As deadline nears, city, state form committee to find social services chief

August 21, 2004|By Laura Vozzella | Laura Vozzella,SUN STAFF

Less than a week before a court-ordered deadline to find someone to lead Baltimore's social services agency, the city and state announced yesterday the formation of a six-member search committee.

The committee will recommend finalists for the job of Baltimore City Department of Social Services director to Mayor Martin O'Malley and Christopher J. McCabe, Maryland's human resources secretary.

The Democratic mayor and the appointee of Republican Gov. Robert L. Ehrlich Jr. have fought over the appointment for a year. They have until Thursday to agree on a director, under an order issued last month by a Baltimore circuit judge.

"We're moving forward in a spirit of cooperation," said Norris P. West, spokesman for the Maryland Department of Human Resources, which oversees the social services office. West said the department is going to do "everything we can to comply with the court order."

The committee will begin interviewing candidates early next week and will make recommendations to O'Malley and McCabe, City Solicitor Ralph S. Tyler said. He declined to say how many candidates would be interviewed.

"Obviously we're pressing to try to get it completed, but if it's not, we'll certainly report to the court on the status," Tyler said.

The question of who will lead the state-funded agency, which is responsible for the welfare of Baltimore's most vulnerable children and adults, has been the subject of a fierce political and legal battle between two of Maryland's most high-profile politicians. O'Malley is expected to run for governor in 2006.

McCabe hired Floyd R. Blair in September as interim director against the wishes of O'Malley. The mayor filed a lawsuit seeking Blair's removal on grounds that he lacked five years of management experience and O'Malley's approval, which are required by law.

On July 12, a Baltimore circuit judge ruled that the state did not have the right to install Blair without the mayor's consent. She gave the state and city 45 days to agree on someone to lead the agency, but left Blair in the job in the meantime.

Since then, the city and state have wrestled with how to fulfill the judge's order. After some haggling over the wording, the city and state agreed to advertise the position in newspapers and professional journals.

But the city also hired a recruiting firm on its own to identify other candidates. And Ehrlich has maintained that Blair should be considered a candidate for the job.

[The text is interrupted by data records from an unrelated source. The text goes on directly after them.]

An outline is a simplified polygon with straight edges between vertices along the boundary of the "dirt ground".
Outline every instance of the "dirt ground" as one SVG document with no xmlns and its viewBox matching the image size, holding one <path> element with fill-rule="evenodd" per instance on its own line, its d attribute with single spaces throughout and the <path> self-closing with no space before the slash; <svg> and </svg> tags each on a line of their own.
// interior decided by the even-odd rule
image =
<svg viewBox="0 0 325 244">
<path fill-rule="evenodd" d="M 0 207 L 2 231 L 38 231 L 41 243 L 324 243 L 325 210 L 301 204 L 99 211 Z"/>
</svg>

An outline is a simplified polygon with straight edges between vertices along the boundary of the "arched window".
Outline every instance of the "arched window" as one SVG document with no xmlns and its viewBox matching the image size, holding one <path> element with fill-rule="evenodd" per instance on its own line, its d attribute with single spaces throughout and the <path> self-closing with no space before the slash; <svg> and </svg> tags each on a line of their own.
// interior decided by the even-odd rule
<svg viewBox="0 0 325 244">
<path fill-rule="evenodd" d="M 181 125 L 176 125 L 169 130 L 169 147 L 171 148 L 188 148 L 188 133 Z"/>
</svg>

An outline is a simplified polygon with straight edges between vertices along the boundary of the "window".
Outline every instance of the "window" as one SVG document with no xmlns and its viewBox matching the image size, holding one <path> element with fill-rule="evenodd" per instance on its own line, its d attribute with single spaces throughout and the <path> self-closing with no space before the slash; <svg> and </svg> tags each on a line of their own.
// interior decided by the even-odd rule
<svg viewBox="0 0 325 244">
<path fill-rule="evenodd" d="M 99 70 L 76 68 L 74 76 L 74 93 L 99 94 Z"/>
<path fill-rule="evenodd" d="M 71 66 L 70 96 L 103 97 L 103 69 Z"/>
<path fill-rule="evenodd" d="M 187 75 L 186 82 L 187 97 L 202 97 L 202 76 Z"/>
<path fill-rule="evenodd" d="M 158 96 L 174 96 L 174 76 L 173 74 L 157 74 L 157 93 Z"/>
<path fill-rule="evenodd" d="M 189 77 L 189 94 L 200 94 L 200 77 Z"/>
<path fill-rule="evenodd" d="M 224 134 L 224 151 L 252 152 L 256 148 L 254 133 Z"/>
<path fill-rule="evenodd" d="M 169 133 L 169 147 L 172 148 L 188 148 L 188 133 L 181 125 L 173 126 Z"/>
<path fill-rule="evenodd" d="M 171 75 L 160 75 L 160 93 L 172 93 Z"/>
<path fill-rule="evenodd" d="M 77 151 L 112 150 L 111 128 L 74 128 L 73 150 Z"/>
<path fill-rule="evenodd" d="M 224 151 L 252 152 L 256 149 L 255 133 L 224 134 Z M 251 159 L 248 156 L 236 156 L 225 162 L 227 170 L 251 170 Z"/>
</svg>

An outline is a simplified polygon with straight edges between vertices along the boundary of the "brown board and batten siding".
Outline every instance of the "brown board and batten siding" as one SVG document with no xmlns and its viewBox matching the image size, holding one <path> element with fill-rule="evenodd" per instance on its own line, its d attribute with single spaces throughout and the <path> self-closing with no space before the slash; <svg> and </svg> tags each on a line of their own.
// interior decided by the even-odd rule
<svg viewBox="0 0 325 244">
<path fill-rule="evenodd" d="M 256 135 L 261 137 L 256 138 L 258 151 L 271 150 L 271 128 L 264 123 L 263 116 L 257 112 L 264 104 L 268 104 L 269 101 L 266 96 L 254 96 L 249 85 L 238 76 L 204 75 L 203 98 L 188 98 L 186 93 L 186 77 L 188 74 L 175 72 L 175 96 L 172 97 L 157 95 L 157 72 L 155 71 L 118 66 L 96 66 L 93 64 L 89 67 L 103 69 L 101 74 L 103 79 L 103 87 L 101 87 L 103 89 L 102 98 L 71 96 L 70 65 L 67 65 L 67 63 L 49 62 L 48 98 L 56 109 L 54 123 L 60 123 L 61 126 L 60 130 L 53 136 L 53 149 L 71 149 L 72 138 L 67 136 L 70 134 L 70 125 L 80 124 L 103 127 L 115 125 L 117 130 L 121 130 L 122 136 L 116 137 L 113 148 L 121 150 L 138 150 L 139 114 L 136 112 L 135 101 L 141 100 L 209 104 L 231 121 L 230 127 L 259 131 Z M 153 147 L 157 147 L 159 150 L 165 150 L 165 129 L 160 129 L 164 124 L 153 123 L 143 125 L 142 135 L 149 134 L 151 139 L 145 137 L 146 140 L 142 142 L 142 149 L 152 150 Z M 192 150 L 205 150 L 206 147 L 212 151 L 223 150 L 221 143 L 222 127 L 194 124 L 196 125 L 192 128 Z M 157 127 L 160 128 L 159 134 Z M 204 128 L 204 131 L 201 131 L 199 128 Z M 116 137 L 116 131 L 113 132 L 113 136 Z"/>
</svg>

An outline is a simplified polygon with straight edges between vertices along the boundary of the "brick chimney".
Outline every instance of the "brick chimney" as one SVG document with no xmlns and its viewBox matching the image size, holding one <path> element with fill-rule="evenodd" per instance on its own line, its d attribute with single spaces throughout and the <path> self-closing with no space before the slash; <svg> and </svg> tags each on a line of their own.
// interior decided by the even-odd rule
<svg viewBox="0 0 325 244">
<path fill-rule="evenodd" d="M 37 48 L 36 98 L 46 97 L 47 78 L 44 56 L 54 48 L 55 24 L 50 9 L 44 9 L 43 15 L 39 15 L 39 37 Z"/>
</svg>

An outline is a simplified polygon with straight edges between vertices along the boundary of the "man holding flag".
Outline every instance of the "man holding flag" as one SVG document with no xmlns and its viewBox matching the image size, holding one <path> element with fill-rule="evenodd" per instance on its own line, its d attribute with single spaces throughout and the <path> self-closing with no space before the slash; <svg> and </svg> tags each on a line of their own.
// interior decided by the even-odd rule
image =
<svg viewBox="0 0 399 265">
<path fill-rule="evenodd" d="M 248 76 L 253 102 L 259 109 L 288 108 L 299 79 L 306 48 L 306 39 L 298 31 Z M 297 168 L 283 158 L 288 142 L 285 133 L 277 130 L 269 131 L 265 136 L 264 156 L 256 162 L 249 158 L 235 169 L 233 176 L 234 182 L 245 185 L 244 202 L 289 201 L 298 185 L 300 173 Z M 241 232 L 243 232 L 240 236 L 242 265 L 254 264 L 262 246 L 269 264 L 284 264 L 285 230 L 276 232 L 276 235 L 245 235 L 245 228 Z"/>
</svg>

In recent weeks, an employees union friendly to Ehrlich has called for Blair to keep his job at two rallies - demonstrations that the mayor's staff has accused the Ehrlich administration of orchestrating.

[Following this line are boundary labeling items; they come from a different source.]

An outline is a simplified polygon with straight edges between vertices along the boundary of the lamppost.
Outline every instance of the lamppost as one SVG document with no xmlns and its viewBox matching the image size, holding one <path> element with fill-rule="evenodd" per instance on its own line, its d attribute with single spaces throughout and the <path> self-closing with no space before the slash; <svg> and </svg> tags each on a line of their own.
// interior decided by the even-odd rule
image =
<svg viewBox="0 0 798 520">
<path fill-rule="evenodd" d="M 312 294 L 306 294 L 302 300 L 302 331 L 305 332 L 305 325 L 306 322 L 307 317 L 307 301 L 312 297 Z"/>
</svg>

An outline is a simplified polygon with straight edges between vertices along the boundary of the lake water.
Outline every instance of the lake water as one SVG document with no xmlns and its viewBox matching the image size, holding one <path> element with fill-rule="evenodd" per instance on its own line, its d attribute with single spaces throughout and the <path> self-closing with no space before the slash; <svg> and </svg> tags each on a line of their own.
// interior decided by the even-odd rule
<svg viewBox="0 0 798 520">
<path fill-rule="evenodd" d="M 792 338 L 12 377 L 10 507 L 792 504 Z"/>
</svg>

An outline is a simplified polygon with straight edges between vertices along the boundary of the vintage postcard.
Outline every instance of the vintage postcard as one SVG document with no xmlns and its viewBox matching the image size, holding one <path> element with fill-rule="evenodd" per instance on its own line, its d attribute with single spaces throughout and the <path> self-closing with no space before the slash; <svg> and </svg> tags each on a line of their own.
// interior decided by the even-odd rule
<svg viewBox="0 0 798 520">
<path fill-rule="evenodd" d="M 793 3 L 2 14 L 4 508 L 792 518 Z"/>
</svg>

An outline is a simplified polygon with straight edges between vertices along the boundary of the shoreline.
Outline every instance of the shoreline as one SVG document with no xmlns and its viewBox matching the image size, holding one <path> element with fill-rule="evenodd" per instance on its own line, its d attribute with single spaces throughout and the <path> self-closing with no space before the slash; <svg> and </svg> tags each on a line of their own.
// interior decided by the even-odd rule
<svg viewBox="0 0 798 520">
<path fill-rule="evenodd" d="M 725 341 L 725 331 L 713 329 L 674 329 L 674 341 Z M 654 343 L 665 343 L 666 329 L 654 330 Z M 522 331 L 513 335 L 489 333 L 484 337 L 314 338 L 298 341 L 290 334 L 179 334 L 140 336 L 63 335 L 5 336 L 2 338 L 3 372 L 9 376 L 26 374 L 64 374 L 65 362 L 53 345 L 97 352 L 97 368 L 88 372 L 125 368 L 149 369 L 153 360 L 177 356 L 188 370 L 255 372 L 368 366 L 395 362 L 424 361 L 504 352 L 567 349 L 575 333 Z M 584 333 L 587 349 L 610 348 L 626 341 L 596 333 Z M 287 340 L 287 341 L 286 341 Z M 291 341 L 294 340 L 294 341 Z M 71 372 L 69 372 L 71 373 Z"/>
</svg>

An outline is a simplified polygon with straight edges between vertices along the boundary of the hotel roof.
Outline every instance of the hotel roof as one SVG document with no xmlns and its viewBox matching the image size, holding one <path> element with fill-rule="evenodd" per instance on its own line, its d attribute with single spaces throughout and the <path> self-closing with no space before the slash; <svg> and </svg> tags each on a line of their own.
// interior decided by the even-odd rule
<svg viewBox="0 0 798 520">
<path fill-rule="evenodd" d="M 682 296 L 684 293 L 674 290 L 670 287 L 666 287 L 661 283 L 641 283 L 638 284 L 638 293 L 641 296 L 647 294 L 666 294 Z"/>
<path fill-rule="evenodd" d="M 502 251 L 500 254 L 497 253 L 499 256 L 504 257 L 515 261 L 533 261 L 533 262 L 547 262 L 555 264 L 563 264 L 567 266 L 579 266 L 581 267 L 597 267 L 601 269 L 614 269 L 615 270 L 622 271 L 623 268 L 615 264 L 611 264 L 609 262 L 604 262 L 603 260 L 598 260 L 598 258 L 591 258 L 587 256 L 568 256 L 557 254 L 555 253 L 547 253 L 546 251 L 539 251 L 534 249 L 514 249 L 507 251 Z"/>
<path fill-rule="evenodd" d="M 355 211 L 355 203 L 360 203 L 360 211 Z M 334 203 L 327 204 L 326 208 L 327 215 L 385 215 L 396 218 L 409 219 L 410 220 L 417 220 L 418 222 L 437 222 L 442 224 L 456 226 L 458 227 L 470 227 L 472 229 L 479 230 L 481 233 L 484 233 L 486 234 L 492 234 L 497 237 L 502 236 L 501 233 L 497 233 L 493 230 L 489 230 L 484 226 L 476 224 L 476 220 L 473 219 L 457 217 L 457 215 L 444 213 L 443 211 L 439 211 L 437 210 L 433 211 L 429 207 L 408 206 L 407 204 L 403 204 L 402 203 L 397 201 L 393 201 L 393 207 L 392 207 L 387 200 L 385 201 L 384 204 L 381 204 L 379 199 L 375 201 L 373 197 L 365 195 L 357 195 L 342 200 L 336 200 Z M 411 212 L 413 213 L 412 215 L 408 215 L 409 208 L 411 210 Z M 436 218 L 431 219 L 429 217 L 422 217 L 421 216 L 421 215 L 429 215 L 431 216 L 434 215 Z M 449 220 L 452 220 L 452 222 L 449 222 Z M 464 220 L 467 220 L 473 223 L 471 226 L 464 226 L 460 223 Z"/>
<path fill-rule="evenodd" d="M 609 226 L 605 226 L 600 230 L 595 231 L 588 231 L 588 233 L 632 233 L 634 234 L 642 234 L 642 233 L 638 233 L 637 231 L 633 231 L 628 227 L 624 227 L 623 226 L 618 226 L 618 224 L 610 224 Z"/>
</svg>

The two sides also sparred over the structure of the search committee. Ehrlich originally proposed a five-member panel, to which the state would name four members and O'Malley would name one. O'Malley rejected that plan.

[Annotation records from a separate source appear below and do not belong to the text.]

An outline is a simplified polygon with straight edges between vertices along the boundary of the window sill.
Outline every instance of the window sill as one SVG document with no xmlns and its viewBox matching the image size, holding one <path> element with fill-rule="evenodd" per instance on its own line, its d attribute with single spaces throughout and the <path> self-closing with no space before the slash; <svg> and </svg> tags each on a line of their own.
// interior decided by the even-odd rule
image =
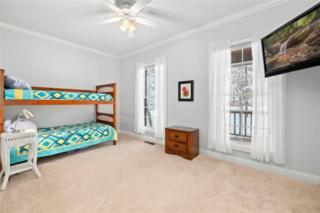
<svg viewBox="0 0 320 213">
<path fill-rule="evenodd" d="M 152 133 L 152 134 L 154 134 L 154 128 L 148 128 L 146 126 L 144 126 L 144 131 L 146 132 L 148 132 L 148 133 Z"/>
<path fill-rule="evenodd" d="M 250 153 L 251 152 L 251 144 L 243 144 L 236 140 L 231 140 L 231 148 L 237 151 Z"/>
</svg>

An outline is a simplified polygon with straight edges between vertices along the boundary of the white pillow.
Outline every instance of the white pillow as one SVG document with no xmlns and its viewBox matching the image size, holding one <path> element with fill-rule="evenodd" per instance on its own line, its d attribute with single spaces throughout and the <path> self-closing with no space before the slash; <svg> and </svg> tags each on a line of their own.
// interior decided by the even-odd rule
<svg viewBox="0 0 320 213">
<path fill-rule="evenodd" d="M 4 88 L 31 90 L 31 86 L 26 80 L 11 74 L 4 76 Z"/>
<path fill-rule="evenodd" d="M 18 130 L 28 129 L 34 130 L 37 131 L 36 125 L 36 124 L 30 120 L 30 119 L 26 118 L 23 115 L 20 116 L 20 118 L 19 118 L 19 120 L 18 121 L 18 123 L 16 124 L 16 130 L 14 130 L 14 126 L 16 126 L 16 120 L 11 123 L 8 130 L 9 132 L 12 132 Z"/>
</svg>

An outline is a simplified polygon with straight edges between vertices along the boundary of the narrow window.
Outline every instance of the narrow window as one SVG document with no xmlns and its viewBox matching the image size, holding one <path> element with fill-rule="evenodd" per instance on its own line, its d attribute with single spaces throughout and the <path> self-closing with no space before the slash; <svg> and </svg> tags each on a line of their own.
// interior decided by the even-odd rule
<svg viewBox="0 0 320 213">
<path fill-rule="evenodd" d="M 144 70 L 144 126 L 146 129 L 154 128 L 154 66 Z"/>
<path fill-rule="evenodd" d="M 251 142 L 252 78 L 251 46 L 231 52 L 230 135 L 241 143 Z"/>
</svg>

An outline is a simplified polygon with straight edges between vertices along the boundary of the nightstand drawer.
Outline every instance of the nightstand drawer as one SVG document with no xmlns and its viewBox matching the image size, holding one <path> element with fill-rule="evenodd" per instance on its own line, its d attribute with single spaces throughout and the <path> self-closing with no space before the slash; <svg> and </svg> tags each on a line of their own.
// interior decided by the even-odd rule
<svg viewBox="0 0 320 213">
<path fill-rule="evenodd" d="M 186 142 L 186 133 L 170 130 L 168 131 L 168 139 L 170 140 Z"/>
<path fill-rule="evenodd" d="M 174 140 L 168 140 L 168 148 L 178 152 L 186 152 L 186 144 Z"/>
</svg>

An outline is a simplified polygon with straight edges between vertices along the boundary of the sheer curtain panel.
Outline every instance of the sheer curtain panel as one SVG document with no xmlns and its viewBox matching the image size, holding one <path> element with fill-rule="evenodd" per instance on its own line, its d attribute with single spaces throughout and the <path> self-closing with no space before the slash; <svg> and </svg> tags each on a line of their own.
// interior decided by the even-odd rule
<svg viewBox="0 0 320 213">
<path fill-rule="evenodd" d="M 232 152 L 230 139 L 231 55 L 228 39 L 209 44 L 208 146 Z"/>
<path fill-rule="evenodd" d="M 252 32 L 253 103 L 251 157 L 261 161 L 286 162 L 286 78 L 264 78 L 261 38 L 276 28 Z"/>
<path fill-rule="evenodd" d="M 164 56 L 155 60 L 154 136 L 159 138 L 164 138 L 164 128 L 167 126 L 167 58 Z"/>
<path fill-rule="evenodd" d="M 143 62 L 136 64 L 134 88 L 134 132 L 144 134 L 144 66 Z"/>
</svg>

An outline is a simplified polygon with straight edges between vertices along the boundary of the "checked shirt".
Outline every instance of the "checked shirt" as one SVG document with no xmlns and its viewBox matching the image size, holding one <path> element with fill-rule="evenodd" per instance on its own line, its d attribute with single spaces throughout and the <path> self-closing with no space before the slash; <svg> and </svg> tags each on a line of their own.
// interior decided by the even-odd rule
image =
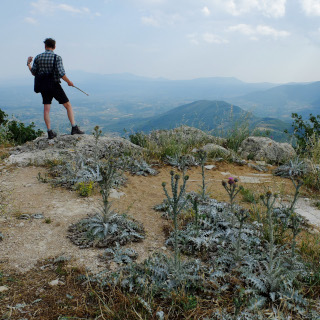
<svg viewBox="0 0 320 320">
<path fill-rule="evenodd" d="M 51 50 L 46 50 L 43 53 L 38 54 L 33 61 L 33 65 L 31 68 L 31 72 L 33 74 L 43 74 L 43 73 L 51 73 L 53 68 L 55 53 Z M 56 68 L 54 70 L 54 81 L 60 82 L 60 78 L 62 78 L 66 73 L 63 68 L 62 58 L 56 55 Z"/>
</svg>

The two sides eventually agreed on a six-member committee, with McCabe and O'Malley each appointing three members.

McCabe appointed Elizabeth D. Seale, the state's deputy human resources secretary, Andrea M. Fulton, executive director of the state Office of Personnel Services and Benefits, and Nelson J. Sabatini, secretary of the state Department of Health and Mental Hygiene.

O'Malley appointed Dr. Peter L. Beilenson, the city health commissioner, Elliott L. Wheelan, Baltimore's human resources director, and Jesse J. Harris, dean of the University of Maryland School of Social Work.